This demonstrates that even — or especially — in times of crises there is a people-friendly alternative to the fatalistic politics of austerity.
Such policies have helped end the political instability of the previous period. The decade 1996–2006 was marked by seven presidents in ten years, and without a single head of state being able to finish their term of office. A coup was attempted on September 30, 2010 against President Correa, but it failed when citizens took to the street to defend their newfound democracy.
We have recuperated the sovereignty of our state in both security and foreign policy decisions. We kindly asked the United States to leave the US military base in Manta in 2009. They were not pleased, and it is unlikely we have been forgiven.
All this has been achieved without the authoritarianism that has so often plagued swift radical change: ten nationwide elections in eight years, including three presidential elections (two of which were won by President Correa without the need for a runoff), several plebiscites, and a participative process for the erection of a new constitution and social contract.
And the long-term vision of Alianza País? You explained your hostility to the current opposition, but there is certainly need for debate over Correa’s program and tactics and the future of the Ecuadorian project.
We wish to create a more egalitarian society that allows people to emancipate themselves and enjoy their individual freedoms in order to be happy. This requires thinking of development in materialist terms, so that we can banish poverty for example, but also in post-materialist terms: harmony with nature is crucial, so are leisure, creativity, etc.
As for a debate? Absolutely! We on the Latin American left are crying out loud for more discussion and for a real debate. We need a critical outlook on what is being done and serious analysis of our many shortfalls. It is not easy to build a state from the ruins of neoliberal lawlessness and institutional collapse, especially in the context of hostility from global hegemons.
The Ecuadorian government itself is not exempt of much internal debate. It is not — governments never are — a homogenous entity without internal tensions. Some have wanted more radicalism; others have felt on the contrary that President Correa goes too far too fast. But we are also all aware that without a broad political platform it would have been impossible for this pro-people government to come to power.

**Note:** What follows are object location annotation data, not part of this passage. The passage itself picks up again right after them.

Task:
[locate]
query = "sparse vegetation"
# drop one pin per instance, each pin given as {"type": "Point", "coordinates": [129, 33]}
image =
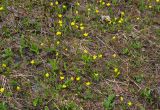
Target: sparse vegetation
{"type": "Point", "coordinates": [80, 55]}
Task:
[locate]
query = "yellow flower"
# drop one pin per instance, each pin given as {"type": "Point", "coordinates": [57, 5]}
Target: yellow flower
{"type": "Point", "coordinates": [114, 55]}
{"type": "Point", "coordinates": [85, 34]}
{"type": "Point", "coordinates": [51, 3]}
{"type": "Point", "coordinates": [85, 51]}
{"type": "Point", "coordinates": [58, 33]}
{"type": "Point", "coordinates": [78, 78]}
{"type": "Point", "coordinates": [61, 77]}
{"type": "Point", "coordinates": [47, 75]}
{"type": "Point", "coordinates": [1, 90]}
{"type": "Point", "coordinates": [72, 23]}
{"type": "Point", "coordinates": [116, 70]}
{"type": "Point", "coordinates": [32, 62]}
{"type": "Point", "coordinates": [57, 53]}
{"type": "Point", "coordinates": [4, 65]}
{"type": "Point", "coordinates": [97, 11]}
{"type": "Point", "coordinates": [1, 8]}
{"type": "Point", "coordinates": [108, 4]}
{"type": "Point", "coordinates": [64, 6]}
{"type": "Point", "coordinates": [94, 57]}
{"type": "Point", "coordinates": [56, 3]}
{"type": "Point", "coordinates": [72, 78]}
{"type": "Point", "coordinates": [60, 15]}
{"type": "Point", "coordinates": [18, 88]}
{"type": "Point", "coordinates": [129, 103]}
{"type": "Point", "coordinates": [100, 55]}
{"type": "Point", "coordinates": [121, 98]}
{"type": "Point", "coordinates": [81, 27]}
{"type": "Point", "coordinates": [64, 86]}
{"type": "Point", "coordinates": [88, 83]}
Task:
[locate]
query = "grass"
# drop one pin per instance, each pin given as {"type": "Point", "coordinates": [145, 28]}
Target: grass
{"type": "Point", "coordinates": [76, 55]}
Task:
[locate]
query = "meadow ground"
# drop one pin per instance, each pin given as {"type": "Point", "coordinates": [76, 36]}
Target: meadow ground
{"type": "Point", "coordinates": [80, 55]}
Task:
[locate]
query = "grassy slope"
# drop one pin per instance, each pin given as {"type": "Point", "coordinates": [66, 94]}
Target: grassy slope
{"type": "Point", "coordinates": [110, 64]}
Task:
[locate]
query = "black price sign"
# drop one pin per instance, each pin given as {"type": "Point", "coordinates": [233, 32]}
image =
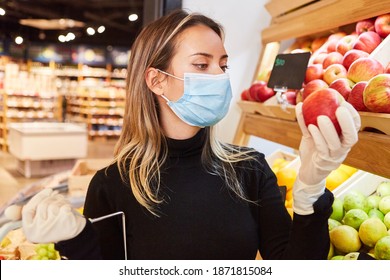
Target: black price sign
{"type": "Point", "coordinates": [289, 70]}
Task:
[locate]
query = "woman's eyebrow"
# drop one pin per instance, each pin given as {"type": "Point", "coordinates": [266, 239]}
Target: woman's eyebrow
{"type": "Point", "coordinates": [209, 55]}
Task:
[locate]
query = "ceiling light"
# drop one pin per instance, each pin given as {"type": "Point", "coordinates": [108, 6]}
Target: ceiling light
{"type": "Point", "coordinates": [19, 40]}
{"type": "Point", "coordinates": [70, 36]}
{"type": "Point", "coordinates": [133, 17]}
{"type": "Point", "coordinates": [101, 29]}
{"type": "Point", "coordinates": [90, 31]}
{"type": "Point", "coordinates": [52, 24]}
{"type": "Point", "coordinates": [62, 38]}
{"type": "Point", "coordinates": [42, 35]}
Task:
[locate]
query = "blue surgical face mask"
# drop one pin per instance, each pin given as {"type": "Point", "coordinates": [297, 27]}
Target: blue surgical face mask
{"type": "Point", "coordinates": [205, 101]}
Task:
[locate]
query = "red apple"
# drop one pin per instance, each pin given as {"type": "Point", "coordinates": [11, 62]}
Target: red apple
{"type": "Point", "coordinates": [382, 25]}
{"type": "Point", "coordinates": [322, 102]}
{"type": "Point", "coordinates": [332, 58]}
{"type": "Point", "coordinates": [364, 69]}
{"type": "Point", "coordinates": [318, 57]}
{"type": "Point", "coordinates": [387, 70]}
{"type": "Point", "coordinates": [260, 92]}
{"type": "Point", "coordinates": [291, 96]}
{"type": "Point", "coordinates": [367, 41]}
{"type": "Point", "coordinates": [332, 41]}
{"type": "Point", "coordinates": [343, 86]}
{"type": "Point", "coordinates": [376, 95]}
{"type": "Point", "coordinates": [355, 98]}
{"type": "Point", "coordinates": [264, 75]}
{"type": "Point", "coordinates": [245, 95]}
{"type": "Point", "coordinates": [365, 25]}
{"type": "Point", "coordinates": [334, 72]}
{"type": "Point", "coordinates": [299, 97]}
{"type": "Point", "coordinates": [313, 86]}
{"type": "Point", "coordinates": [314, 71]}
{"type": "Point", "coordinates": [351, 55]}
{"type": "Point", "coordinates": [317, 43]}
{"type": "Point", "coordinates": [346, 43]}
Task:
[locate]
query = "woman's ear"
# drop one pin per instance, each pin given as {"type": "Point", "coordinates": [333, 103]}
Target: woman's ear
{"type": "Point", "coordinates": [153, 81]}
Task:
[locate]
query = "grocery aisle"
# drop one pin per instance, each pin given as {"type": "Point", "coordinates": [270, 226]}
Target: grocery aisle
{"type": "Point", "coordinates": [11, 181]}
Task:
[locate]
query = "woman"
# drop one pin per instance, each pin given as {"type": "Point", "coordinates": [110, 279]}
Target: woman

This, after the fall of the Soviet bloc, was supposed to be an unattainable dream: a true left that had the maturity not to succumb to the armed struggle of the Cold War, the capacity to win elections within liberal democracy’s playing field, and yet refuse to toe the line of neoliberal hegemony, austerity, and the status quo of lukewarm social democracy.
We are attempting to build a modern socialist nation-state, moving away from the caudillo-plantation state, through absolutely democratic means, thinking of development in different terms, and finally coming to terms with our pluri-national and intercultural realities. A defeat of our attempts to achieve this will result in a return to the quasi failed state, with its dire consequences for our people and the planet.
Of course I cannot refute the accusation that we have not as yet banished capitalism. But is this truly the yardstick with which our political processes should be measured? Or should we focus on the social advances, democratic achievements, growing sovereignty, daring moves to change our fate in a harsh and hostile international system?